The FSA and Treasury seem determined to throw the whole arsenal of legal weaponry - developed in the 70s and 80s to crack the IRA in Northern Ireland - against those who might dare to abuse London’s precious financial markets.
Alistair Darling is to give Britain’s financial watchdog new powers to clean up the City by adopting a US-style whistle-blower system that will grant immunity from prosecution in return for evidence about market manipulation.
Alarmed by the illegal raid that drove down the share price of HBOS last week, the chancellor will outline plans for new legislation over the next few months that will give the Financial Services Authority plea bargaining powers already granted to tax officials, the Serious Fraud Office and the director of public prosecutions.
In an interview with the Guardian, Darling said: “I can’t allow us to get into a situation where people quite deliberately manipulate markets for personal gain and with the potential to destabilise the financial system.”
This will involve giving FSA officials “specified prosecutor status,” allowing the regulator to develop a system of City grasses shopping each other to save their own skins.
Let’s hope they use their new powers more wisely than the Serious Fraud Office, which has been clamouring for the abolition of juries for years - only to be told recently by the House of Lords that in the biggest case it had pursued in years — against Goldshield, the drug maker - the alleged fraudster had not even committed a crime.
According to supergrass expert David Bonner, author of Combating Terrorism:Supergrass Trials in Northern Ireland, criminal accomplices have been used as competent witnesses in English law for centuries. But it was only in the 70s, when the Metropolitan Police used the approach to crack a series of armed robberies in London and when the Italian authorities used such witnesses to prosecute the Red Brigade, that the term ’supergrass’ gained traction.
In Northern Ireland, this tool of the law came into its own, with some 500 alleged terrorists charged on the word of 27 supergrasses — seen by many at the time as a specific strategy to remove all suspects from the community in one extensive swoop.
How far and wide the FSA is now planning to sweep is anyone’s guess. But what is worrying here is that our chancellor, Alistair Darling, is framing legislation on the back of a supposed crime that didn’t actually happen.
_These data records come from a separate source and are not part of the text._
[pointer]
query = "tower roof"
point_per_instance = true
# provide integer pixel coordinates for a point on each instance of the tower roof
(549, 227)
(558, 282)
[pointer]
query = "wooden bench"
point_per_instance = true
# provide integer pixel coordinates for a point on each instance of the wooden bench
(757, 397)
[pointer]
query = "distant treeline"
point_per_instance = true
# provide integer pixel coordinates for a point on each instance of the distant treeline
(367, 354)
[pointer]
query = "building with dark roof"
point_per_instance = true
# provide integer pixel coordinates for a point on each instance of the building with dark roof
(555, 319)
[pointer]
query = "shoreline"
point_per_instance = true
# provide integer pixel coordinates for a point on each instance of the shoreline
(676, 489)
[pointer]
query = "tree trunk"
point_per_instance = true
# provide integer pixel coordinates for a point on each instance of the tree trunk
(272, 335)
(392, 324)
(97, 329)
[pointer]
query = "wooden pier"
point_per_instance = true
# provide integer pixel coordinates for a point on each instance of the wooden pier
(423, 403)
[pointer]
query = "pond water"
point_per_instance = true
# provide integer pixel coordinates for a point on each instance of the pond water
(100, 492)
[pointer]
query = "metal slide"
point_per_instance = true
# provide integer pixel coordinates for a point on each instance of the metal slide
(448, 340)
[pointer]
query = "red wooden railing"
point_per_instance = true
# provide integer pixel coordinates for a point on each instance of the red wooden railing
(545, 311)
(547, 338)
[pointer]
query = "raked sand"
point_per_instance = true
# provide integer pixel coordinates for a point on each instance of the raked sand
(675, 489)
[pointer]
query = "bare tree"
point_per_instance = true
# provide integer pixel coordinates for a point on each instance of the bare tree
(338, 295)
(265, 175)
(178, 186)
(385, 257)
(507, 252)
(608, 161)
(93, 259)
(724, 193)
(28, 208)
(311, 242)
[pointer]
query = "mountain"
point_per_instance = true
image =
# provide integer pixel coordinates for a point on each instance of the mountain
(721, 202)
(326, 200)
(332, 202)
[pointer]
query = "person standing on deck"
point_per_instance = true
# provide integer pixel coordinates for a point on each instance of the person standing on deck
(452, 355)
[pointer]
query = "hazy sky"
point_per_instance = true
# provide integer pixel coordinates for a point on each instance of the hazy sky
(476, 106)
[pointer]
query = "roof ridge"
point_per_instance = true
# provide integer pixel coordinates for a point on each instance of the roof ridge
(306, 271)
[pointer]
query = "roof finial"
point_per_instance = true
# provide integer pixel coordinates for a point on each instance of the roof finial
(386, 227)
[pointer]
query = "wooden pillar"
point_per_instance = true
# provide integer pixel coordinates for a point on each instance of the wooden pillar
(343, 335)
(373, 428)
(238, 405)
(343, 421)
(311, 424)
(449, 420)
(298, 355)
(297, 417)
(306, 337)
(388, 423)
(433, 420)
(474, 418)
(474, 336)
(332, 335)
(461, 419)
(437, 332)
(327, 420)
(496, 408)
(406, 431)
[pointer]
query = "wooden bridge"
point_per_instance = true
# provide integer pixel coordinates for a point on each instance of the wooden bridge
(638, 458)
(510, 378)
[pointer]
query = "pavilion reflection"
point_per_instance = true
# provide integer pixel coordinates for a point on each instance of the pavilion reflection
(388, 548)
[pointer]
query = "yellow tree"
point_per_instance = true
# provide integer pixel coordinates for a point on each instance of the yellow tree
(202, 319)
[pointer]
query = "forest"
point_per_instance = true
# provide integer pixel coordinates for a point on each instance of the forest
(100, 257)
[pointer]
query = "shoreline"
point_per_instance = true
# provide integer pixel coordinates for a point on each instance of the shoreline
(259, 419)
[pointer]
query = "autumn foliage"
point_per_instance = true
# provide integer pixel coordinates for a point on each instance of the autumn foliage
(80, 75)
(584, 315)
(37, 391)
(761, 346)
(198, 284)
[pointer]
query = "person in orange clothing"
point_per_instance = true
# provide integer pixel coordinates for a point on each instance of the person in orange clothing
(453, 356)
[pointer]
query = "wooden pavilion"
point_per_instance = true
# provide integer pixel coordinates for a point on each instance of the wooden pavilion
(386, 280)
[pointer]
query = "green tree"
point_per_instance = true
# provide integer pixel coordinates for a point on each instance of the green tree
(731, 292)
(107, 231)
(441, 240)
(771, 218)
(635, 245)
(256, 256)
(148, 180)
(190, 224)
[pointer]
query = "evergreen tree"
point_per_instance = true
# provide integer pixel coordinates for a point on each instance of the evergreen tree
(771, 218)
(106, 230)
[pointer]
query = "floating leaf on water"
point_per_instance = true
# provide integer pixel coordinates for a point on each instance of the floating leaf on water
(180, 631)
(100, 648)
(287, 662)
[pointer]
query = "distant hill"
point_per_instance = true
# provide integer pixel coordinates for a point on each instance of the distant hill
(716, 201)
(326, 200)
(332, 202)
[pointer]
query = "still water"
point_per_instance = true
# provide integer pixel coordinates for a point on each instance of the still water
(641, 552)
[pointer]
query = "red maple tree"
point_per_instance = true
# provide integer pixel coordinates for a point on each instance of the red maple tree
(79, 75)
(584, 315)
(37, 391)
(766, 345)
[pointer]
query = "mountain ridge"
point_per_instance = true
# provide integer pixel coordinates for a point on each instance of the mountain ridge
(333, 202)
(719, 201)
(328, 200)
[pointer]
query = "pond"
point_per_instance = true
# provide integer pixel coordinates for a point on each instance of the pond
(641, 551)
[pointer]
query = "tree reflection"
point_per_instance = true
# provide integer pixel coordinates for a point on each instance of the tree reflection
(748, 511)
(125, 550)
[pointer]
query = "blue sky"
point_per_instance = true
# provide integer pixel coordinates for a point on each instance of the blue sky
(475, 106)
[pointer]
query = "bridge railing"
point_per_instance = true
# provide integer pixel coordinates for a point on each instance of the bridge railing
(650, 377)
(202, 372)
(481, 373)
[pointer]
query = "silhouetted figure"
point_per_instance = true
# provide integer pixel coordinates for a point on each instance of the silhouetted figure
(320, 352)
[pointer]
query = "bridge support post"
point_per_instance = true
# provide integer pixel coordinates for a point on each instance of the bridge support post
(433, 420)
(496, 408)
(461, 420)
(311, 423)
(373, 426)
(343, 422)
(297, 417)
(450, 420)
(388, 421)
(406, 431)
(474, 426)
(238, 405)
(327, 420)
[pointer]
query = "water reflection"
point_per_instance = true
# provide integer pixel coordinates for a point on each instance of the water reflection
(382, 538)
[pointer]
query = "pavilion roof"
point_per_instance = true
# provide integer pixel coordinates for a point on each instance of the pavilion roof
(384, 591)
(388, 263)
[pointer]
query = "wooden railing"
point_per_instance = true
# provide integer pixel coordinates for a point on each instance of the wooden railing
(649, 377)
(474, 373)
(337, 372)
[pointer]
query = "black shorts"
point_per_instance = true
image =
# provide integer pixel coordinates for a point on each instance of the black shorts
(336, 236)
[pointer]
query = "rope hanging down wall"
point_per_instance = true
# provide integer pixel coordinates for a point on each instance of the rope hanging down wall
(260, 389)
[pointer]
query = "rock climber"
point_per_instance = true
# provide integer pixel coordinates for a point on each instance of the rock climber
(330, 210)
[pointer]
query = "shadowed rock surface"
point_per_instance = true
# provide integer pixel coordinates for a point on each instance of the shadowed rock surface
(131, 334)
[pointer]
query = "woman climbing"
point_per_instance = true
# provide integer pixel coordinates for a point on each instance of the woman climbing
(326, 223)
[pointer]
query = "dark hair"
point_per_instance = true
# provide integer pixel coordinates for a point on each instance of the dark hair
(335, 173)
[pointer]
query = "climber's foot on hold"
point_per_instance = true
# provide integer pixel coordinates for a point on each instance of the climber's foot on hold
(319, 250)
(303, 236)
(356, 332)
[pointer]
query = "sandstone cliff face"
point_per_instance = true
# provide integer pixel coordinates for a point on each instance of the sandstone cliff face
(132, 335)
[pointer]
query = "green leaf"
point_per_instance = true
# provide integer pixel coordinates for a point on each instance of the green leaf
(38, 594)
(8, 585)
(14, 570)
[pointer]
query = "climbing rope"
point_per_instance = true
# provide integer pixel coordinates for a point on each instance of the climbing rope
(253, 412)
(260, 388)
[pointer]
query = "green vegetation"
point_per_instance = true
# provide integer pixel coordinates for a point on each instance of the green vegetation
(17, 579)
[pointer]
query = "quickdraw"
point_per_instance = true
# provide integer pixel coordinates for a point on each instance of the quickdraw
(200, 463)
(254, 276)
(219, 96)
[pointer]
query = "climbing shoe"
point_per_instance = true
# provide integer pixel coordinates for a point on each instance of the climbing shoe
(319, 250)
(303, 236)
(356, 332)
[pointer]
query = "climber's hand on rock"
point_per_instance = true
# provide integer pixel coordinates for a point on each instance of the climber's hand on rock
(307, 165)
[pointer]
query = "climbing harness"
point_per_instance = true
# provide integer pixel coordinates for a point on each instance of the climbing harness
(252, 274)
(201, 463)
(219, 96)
The Magna Carta is being picked apart in response to a media invention - namely that a “modern day bank robber” syphoned £100m from mug punters on the London stock market by spreading false rumours last week about HBOS.
The truth is more prosaic. Rumours about companies - such as the one effecting HBOS - circulate every day, and have done so for 200 years. It is no more ‘organised’ now that it has ever has been. In the main, the tittle-tattle circulates among low-brow retail speculators, talking up their little books, and bad-mouthing someone else’s down.
For the most part it is ignored - or quickly tested and discounted. It is only during periods of great uncertainty that such chatter gains any sort of traction - as happened last week.
To respond by using measures best suited to extreme violent crime would be laughable if it did not betray how little the Treasury understands about the way financial markets operate.
Supergrass … I like the sound of that. Maybe Darling should have some too and chill. Then again … he probably wouldn’t inhale
All of this of course misses the point about ‘what exactly should they be concentrating on at the moment’?
“Alarmed by the illegal raid”, both the hack and sub who managed to get that into print should be made to read every line of the inevitable 500 page report this will generate, twice.
Or maybe they are just lining up some patsy to take the fall for Crock and retroactively justify it as a victim of market manipulation. Opps, my tin foil hat just slipped off..
Didn’t notice any rush to set up a unit to investigate the liars who circulated untrue rumours about weapons of mass destruction as a result of which more than 1 million are estimated to have since died ?
oh no HBOS share price falling is much more serious
it is isn’t it ?
come on you know it is the guys in the club were seriously shocked all these share options lapsing for nil value etc
right Murphy we’ve had enough of that - your nicked
I’ve got a list as long as my arm of “joke” institutions - this only confirms the valididty of certain entrants on that list.
HM Govnt, BoE (post-Crock), FSA, LSE, SFO..
Who made the real money off the HBOS tank? Oh yes - the directors, who piled in on the dip. Isn’t that how markets work? (I might point out that a 20% sudden intra-day fall like that deserves an explanatory RNS - rather than off-market briefing by the co and the felts, and some director purchases that only get mentioned later.)
Lock ‘em all up I say.
It’s always a cause for concern when politicians rustle up ex-post solutions. With a bank collapse and other shortcomings, the FSA’s watchdog image is akin to a poodle: giving it a studded collar won’t change much.
The gov’t is looking to cover it’s own backside…they can blame the whole collapse on a bunch of rumours! The banking system may be far from transparent, but Darling is see-through.